The cathedral of Malaga

Cathedral Malaga. Travel Guide

Cathedral ‘La Manquita’ in Malaga
Calle Molina Lario 9
Hours: Monday to Friday: 9 am to 7 pm. Saturday: 10 am to 5 pm. Closed on Sundays.
Admission: € 6

It’s impossible to walk past Malaga’s mighty, imposing cathedral without admiring it. A striking characteristic is that it has only one tower. Due to a lack of funds, a second tower was never built and this gives the cathedral a particular, asymmetrical appearance. Because of this, the cathedral has been nicknamed ‘La Manquita’, which means ‘the one-armed woman’.
However, its official name is: ‘La Santa Iglesia Cathedral Basilica de la Encarnación’. After dark, the cathedral is floodlit and it’s a stunning sight.

The cathedral of Malaga

After the Christians had retaken Malaga, they began to build on the site where the Mosque had formerly stood.

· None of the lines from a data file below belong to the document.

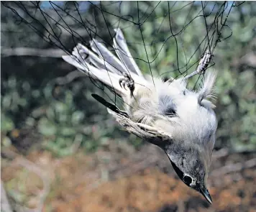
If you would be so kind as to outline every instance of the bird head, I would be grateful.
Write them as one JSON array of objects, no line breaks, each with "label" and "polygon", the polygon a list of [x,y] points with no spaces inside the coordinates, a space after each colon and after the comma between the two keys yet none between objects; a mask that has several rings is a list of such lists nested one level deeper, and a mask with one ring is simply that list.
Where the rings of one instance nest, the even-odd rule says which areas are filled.
[{"label": "bird head", "polygon": [[175,172],[188,187],[201,193],[209,203],[212,200],[206,188],[209,167],[200,148],[173,144],[167,145],[165,151]]}]

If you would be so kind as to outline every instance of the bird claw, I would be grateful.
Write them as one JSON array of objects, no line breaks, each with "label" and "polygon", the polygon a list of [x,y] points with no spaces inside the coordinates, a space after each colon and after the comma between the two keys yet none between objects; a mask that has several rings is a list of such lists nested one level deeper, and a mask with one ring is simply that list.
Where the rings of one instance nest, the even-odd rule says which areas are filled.
[{"label": "bird claw", "polygon": [[130,75],[127,73],[124,73],[124,78],[119,79],[119,85],[122,88],[127,90],[127,87],[131,91],[131,96],[133,95],[133,91],[134,91],[134,80],[132,78]]}]

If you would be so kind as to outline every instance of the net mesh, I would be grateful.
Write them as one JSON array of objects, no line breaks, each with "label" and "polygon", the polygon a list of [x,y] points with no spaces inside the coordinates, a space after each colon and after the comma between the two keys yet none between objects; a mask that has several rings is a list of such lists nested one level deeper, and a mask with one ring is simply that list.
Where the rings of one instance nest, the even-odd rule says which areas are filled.
[{"label": "net mesh", "polygon": [[[70,54],[78,43],[90,49],[90,42],[96,39],[114,52],[114,29],[120,28],[142,73],[164,78],[193,75],[206,52],[212,56],[218,44],[232,35],[228,17],[239,5],[234,1],[2,2],[13,14],[14,24],[26,27],[29,36],[36,33],[42,38],[40,44],[30,39],[29,46],[51,46]],[[214,65],[211,58],[208,68]],[[191,80],[192,86],[200,83],[204,73]]]}]

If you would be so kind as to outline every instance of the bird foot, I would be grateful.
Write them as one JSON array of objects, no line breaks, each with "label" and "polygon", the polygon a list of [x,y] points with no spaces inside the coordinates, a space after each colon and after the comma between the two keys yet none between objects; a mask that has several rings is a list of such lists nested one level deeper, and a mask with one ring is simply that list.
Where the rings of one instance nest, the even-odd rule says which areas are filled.
[{"label": "bird foot", "polygon": [[132,78],[131,75],[124,73],[124,78],[119,79],[119,85],[122,88],[127,90],[127,87],[131,91],[131,96],[133,95],[133,91],[135,89],[134,80]]}]

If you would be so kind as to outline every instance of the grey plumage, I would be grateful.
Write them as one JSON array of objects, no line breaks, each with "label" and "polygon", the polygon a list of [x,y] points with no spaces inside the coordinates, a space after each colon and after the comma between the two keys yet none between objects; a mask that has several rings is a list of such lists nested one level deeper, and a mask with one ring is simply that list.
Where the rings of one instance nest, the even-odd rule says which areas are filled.
[{"label": "grey plumage", "polygon": [[[188,78],[166,82],[154,78],[154,83],[146,80],[132,58],[121,29],[115,31],[114,47],[118,57],[93,40],[92,50],[78,44],[72,55],[63,58],[113,87],[125,102],[124,111],[96,94],[93,97],[127,131],[162,148],[184,183],[211,203],[206,185],[217,127],[213,111],[215,106],[209,100],[214,97],[216,73],[209,72],[197,91],[187,88]],[[119,85],[124,73],[134,80],[132,93]]]}]

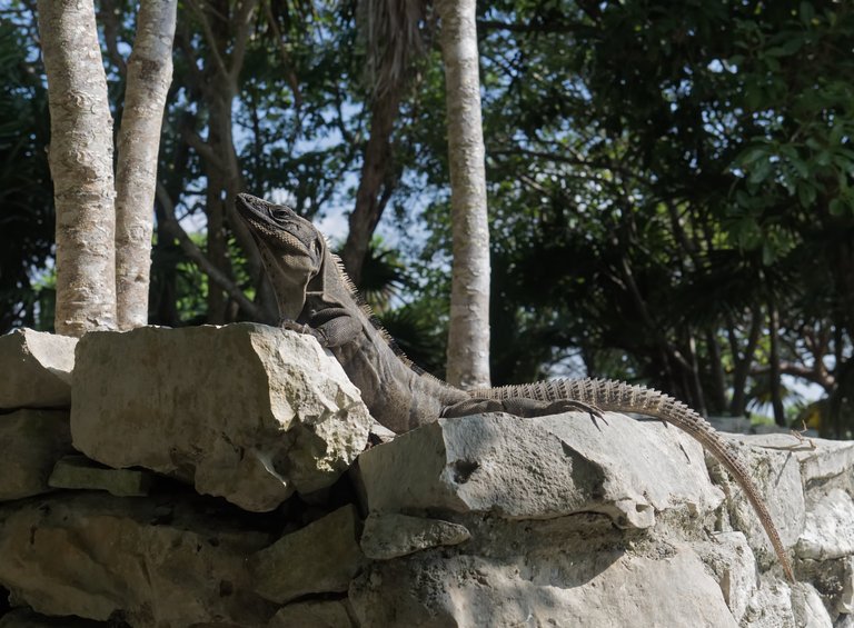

The cathedral took more than two and a half centuries (1528-1782) to build, which explains its different building styles. Both the exterior and interior were largely built in the Renaissance style, but you will also find Baroque and Gothic influences.

Three arches can be seen on the exterior. These beautiful entrance portals are lined with different coloured marble with medallions above the doors. The side doors bear depictions of the patrons of Malaga and biblical scenes. The cathedral has a small, green, courtyard garden and you will discover the beautifully landscaped Patio de los Naranjos if you walk around the outside.

There is a small shop to the right of the entrance which sells religious trinkets. The cathedral museum contains interesting religious gold and silver, liturgical garments and works by painters such as Ribera, Zurbarán and Morillo.

Once you enter the cathedral of Malaga, you’ll be struck by its size. The whole space, with its three 42 metre aisles has beautiful vaulted ceilings. The middle aisle is as high as the other two but visibly wider.
The marble pulpits and the 17th century choir stalls are remarkable. Forty-two sculptures in the choir stalls are carved from mahogany and cedar wood and are the work of the famous sculptor Pedro de Mena. The chancel also dates from the same era. The two Baroque organs date from 1871. A lot of effort was expended upon the chapels which contain important works of art. The side chapels contain images of the Pietà, Christ on the Cross and Mary of the Rosary.